Excluding apps from Office 365 Click-To-Run deployment?

I'm attempting to install Office 365 2016 through the click-to-run customization and exclude a set of applications. Office installs perfectly fine and the excluded apps are not on the system after the initial install. After I log into my Office 365 account, it starts an office update and the update installs some of the excluded items on the system.

The update installs Publisher and Outlook even though they were excluded in the config and not installed initially. Why is this and how can I prevent it?

installation xml

<Configuration>

  <Add SourcePath="\\domain.com\Software\Office2016\x64\" OfficeClientEdition="64" Branch="Current">
    <Product ID="O365ProPlusRetail">
      <Language ID="en-us" />
      <ExcludeApp ID="Access" />
      <ExcludeApp ID="Groove" />
      <ExcludeApp ID="InfoPath" />
      <ExcludeApp ID="Lync" />
      <ExcludeApp ID="Outlook" />
      <ExcludeApp ID="Project" />
      <ExcludeApp ID="Publisher" />
      <ExcludeApp ID="SharePointDesigner" />
      <ExcludeApp ID="Visio" />
    </Product>
  </Add>

  <Updates Enabled="TRUE" UpdatePath="\\domain.com\Software\Office2016\x64\" Branch="Current" />
  <Display Level="None" AcceptEULA="TRUE" />
  <Logging Level="Standard" Path="\\domain.com\Software\Logs\Office2016\x64" /> 

</Configuration>

This is the official reference on how to exclude specific applications from Office 365 deployments: https://technet.microsoft.com/library/dn745895.aspx.

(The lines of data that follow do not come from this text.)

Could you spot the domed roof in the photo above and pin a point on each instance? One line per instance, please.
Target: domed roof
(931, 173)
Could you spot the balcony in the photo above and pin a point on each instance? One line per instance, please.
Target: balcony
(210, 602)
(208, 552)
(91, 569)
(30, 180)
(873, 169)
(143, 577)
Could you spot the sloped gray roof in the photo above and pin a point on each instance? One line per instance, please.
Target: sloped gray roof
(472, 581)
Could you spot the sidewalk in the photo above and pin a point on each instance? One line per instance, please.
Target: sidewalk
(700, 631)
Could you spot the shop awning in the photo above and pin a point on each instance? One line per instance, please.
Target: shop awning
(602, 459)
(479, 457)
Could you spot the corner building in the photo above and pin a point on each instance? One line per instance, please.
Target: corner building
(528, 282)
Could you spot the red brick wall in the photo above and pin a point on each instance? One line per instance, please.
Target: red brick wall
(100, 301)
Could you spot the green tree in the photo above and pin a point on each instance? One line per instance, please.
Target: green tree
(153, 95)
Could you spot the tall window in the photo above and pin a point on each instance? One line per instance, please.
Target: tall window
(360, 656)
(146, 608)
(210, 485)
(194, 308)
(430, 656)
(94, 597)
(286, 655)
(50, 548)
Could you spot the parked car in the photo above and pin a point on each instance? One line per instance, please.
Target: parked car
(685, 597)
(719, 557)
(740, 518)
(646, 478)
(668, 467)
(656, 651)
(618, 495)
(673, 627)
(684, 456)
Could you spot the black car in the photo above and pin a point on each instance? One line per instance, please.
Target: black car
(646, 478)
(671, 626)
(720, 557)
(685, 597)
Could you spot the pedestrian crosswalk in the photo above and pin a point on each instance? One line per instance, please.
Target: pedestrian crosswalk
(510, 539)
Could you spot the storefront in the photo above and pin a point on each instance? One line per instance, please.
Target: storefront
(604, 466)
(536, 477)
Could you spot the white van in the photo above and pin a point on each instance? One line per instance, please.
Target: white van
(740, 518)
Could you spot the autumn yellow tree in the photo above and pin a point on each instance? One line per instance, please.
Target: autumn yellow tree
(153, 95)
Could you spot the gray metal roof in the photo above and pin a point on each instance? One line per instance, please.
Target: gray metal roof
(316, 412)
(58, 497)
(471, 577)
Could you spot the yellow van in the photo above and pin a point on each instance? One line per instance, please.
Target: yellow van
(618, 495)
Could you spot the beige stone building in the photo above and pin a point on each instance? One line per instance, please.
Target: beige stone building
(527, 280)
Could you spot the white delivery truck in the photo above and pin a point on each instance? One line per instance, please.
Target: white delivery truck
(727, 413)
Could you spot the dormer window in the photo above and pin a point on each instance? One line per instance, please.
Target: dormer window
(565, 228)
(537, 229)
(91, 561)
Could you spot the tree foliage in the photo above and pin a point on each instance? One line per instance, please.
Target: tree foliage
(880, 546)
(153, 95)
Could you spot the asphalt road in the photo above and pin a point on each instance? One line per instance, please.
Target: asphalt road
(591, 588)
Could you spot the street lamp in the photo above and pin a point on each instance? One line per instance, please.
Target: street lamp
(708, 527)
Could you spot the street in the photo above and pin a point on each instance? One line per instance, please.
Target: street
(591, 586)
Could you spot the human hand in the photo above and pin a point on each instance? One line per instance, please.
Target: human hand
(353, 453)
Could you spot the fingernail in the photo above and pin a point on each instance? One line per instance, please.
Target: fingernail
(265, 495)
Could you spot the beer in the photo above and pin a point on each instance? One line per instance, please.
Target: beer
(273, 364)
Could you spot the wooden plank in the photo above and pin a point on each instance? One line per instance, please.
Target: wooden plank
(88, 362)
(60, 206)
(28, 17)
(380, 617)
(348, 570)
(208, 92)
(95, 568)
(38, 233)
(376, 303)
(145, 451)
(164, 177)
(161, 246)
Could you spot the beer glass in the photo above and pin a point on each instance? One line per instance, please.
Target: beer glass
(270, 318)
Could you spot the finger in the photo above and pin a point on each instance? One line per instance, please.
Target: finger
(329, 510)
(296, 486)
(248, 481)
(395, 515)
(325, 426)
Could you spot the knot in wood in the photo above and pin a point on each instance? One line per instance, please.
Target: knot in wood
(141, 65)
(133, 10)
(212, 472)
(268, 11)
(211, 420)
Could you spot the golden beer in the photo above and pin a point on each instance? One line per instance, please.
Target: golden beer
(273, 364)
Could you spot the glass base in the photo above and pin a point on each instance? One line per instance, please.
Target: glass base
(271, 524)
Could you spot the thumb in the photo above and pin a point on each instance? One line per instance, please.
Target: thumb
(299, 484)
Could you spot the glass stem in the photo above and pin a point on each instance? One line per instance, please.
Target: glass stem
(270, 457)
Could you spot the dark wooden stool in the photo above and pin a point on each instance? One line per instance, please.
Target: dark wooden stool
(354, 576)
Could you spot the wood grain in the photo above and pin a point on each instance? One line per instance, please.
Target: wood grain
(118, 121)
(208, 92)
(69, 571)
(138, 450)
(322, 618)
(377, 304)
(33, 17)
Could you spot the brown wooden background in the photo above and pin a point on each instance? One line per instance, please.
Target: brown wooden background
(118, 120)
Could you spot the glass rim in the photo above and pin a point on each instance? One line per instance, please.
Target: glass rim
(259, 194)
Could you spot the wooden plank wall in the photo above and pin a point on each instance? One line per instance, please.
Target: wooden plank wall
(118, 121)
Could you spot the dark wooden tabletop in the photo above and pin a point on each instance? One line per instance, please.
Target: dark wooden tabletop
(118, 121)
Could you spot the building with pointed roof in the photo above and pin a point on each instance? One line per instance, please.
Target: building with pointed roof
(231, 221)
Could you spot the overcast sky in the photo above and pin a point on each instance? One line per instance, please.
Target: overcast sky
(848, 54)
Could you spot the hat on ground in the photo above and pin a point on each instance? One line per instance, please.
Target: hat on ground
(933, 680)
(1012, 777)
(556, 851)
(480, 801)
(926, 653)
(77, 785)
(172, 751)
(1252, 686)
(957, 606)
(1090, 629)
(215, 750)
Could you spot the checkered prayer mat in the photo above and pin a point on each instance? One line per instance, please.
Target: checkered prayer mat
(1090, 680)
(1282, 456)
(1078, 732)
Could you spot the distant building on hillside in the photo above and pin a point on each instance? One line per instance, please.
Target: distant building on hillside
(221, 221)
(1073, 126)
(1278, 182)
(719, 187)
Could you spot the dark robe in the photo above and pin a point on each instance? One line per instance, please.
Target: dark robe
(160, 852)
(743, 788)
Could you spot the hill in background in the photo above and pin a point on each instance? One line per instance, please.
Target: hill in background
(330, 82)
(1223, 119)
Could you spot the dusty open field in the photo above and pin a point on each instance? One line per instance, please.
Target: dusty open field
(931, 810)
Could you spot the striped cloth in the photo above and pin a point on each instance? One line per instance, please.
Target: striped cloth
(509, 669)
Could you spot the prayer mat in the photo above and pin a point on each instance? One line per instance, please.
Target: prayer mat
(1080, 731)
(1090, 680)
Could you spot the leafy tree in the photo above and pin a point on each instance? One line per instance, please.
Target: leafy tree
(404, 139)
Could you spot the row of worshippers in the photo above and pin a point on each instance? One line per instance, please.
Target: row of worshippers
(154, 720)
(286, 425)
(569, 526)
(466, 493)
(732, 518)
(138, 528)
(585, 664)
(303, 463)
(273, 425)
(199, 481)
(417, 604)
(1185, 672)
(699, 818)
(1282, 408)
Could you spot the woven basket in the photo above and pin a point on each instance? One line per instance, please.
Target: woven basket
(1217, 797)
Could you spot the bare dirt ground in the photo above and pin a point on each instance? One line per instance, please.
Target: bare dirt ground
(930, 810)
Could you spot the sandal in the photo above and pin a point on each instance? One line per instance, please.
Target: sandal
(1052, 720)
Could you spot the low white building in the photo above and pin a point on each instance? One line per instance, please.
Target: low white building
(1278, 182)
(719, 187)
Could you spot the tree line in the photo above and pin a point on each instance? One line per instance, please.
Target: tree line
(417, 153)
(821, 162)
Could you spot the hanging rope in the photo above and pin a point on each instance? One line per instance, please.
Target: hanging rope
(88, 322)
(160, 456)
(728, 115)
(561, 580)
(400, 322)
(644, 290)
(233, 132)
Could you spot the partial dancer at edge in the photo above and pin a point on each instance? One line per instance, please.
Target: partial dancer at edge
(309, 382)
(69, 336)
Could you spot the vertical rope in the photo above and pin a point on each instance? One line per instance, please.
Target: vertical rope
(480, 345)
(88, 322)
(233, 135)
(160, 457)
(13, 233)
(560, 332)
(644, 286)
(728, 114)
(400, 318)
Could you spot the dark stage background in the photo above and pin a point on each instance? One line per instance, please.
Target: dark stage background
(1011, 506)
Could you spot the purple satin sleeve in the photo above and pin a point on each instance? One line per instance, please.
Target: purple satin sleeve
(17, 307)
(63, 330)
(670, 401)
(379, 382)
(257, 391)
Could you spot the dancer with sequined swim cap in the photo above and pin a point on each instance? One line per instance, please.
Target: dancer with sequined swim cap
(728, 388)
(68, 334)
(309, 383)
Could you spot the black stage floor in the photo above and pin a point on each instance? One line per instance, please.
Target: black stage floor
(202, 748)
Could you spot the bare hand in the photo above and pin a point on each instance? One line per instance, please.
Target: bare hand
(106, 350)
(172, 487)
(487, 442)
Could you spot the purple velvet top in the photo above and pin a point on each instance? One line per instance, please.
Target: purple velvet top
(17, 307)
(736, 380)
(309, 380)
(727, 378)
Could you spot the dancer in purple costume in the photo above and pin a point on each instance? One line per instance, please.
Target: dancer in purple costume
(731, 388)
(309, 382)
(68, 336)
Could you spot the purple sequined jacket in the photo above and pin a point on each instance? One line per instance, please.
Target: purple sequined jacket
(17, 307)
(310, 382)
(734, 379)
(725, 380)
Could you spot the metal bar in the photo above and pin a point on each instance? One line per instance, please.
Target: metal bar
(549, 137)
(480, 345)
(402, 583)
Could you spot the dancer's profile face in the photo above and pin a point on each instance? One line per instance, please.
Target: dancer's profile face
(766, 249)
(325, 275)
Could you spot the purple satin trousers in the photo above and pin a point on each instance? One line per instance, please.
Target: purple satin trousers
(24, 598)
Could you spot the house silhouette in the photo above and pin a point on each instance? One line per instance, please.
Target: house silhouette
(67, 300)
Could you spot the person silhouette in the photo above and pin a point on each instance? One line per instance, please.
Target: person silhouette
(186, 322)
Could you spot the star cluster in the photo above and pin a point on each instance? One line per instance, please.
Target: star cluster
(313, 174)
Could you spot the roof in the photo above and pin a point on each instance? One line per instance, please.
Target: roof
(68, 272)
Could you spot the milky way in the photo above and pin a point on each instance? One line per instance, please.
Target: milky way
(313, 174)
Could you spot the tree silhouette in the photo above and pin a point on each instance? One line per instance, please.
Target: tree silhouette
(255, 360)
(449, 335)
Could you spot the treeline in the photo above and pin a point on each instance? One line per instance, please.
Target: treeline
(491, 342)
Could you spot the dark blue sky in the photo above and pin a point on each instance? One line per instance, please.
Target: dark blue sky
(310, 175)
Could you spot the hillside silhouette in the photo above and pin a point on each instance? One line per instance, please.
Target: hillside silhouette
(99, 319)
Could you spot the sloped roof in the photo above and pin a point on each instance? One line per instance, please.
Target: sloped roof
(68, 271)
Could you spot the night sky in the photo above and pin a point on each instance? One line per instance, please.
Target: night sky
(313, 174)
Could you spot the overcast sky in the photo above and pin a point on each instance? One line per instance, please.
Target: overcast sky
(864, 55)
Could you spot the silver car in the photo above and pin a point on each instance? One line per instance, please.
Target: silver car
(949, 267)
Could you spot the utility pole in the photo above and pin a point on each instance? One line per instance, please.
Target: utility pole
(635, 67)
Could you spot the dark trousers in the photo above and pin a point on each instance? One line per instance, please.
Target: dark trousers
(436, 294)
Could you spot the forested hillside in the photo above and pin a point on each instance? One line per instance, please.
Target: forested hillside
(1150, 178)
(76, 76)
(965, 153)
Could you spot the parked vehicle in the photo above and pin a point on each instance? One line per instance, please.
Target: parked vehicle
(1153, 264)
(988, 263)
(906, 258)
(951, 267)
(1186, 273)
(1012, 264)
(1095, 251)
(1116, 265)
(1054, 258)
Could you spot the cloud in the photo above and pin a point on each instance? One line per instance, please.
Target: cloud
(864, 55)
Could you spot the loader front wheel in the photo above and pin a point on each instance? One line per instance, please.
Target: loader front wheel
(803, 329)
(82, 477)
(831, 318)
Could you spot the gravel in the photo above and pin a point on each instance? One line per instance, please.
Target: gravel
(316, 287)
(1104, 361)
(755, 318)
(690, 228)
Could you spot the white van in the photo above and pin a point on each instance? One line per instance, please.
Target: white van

It looks like your syntax is incorrect; it should look like this (please note the spaces, or lack thereof):

<Add SourcePath="\\Server\share" OfficeClientEdition="64" Branch="Current">
    <Product ID="O365ProPlusRetail" >
        <Language ID="en-us" />
        <ExcludeApp ID="Access" />
        <ExcludeApp ID="InfoPath" />
    </Product>
</Add>

Also, be careful about licensing: if the user doesn't actually have a Professional Plus license but instead has a different one, as soon as he/she logs in to any Office 365 application the setup will automatically start and make sure the installed applications match the actual license assigned to the user; I witnessed this myself when I erroneously deployed a Professional Plus edition to several computers, only to have the Office 365 setup remove Access and Skype For Business after the first log in of users which actually only had Business Premium licenses (SfB was not physically removed but it was made unusable due to a licensing mismatch: it was installed but it refused to activate, because the Business Premium edition only includes SfB Basic, while the Professional Plus edition includes the full version, and thus now the installed application refused to work).